明雨千羽。人の名前を覚えるのは苦手だが、まあ得意な奴なんていないと思うが一回聞いただけで覚えている。初めて会話したとき、あのときのことはよく覚えている。あの時の会話だけよく覚えているがそれ以外は知らない。千羽の好きな食べ物も、生きていたときはどこに住んでいたのかも、趣味も、彼氏がいるのかも。おかしな話だ。友達や家族とでも混乱する話なのに見知らぬ幽霊と命を預けあっているのだ。責任を負う仕事はしたくないんだけどな。人生で一度も学級委員長や生徒会や運動会のリーダーなどはやってことはない。授業中だってめったに挙手することはない。それが突然『命』だぞ。もうわけがわからない。信じたくはないが俺のこの目で見ているのだ。よくまだ生きているな、俺。繋霊か。あと何人いるんだろうな。風の女は契約者は二人ほど殺していると言っていた。もともとは何人いるのだろうか。このまま殺し合いをしたところであの男にたどり着くことができるのだろうか。たどり着く前に死ぬのではないだろうか。変なことは考えないようにしよう。
自動ドアの音がコンビニへの到着を気が付かせる。あれ、ここの自動ドア、壊れて手動になった記憶があるけど今頃だったよな。俺の記憶違いか。まあ、どうでもいいことはおいておこう。にしても田舎のコンビニじゃ平日のこの時間は客いないな。コンビニの中は適温。やっぱり六月ごろの気温が一番好きだ。少し熱いくらいがちょうどいい。冬は起きるのがつらすぎる。布団が俺を飲み込もうとしているぞ、あれ。夏は暑苦しくてすぐに布団から出たくなるのに。布団は気分屋なのだ。ええっと、何を買うんだっけ。ジュースと弁当、あと一応絆創膏とタオルも買っておくか。まったく、どれだけ金使わせる気だよ俺に。別にいいけど。ええっと、なに籠にいれたっけ。コンビニって作った奴天才だよな。なんでスーパーとかあるのに作ろうと思ったんだろうな。どんなに田舎にもコンビニって意外とあるもんな。それでタオルってどこにあるんだ。ええっとこの辺りか……!

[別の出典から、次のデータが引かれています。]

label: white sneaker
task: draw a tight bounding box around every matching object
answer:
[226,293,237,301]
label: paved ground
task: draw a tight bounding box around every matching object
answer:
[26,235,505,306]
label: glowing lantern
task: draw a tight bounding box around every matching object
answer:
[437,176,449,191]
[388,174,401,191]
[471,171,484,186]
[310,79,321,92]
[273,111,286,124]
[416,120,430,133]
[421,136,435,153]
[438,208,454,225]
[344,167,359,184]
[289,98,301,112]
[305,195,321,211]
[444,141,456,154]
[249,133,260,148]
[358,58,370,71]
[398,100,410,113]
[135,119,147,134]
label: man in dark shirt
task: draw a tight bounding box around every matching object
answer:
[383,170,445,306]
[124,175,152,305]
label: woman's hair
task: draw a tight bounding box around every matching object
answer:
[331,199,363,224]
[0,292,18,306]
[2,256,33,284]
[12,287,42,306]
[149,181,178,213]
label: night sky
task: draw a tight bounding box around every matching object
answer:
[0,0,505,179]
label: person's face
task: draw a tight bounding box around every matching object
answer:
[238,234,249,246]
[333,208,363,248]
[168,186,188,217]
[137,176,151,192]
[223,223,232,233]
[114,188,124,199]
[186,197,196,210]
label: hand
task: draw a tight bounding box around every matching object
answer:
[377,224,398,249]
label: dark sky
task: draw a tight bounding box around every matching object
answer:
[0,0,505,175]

びっくりした。この制服は同じ高校だ。見覚えのない顔だ。後輩だな。金髪の背の低い女が突っ立て棚とにらめっこしていた。こいつ絶対気が強い。こういう時どうすればいいか俺はまだ攻略方法を見出せていない。素直にすみませんと言って商品をとるのが模範解答だろう。だが、それは全てがうまくいったときの話だ。ここで俺のすみませんが聞こえなかった場合どうする。相手になんて思われているかわからないこの状況で。なんかブツブツ言ってんな、とか思われているなんて考えただけで嫌になってくる。と昔の俺ならば言っていただろう。ふふふ。だが俺は進化し続けている。そんなことなどもはやどうでも……。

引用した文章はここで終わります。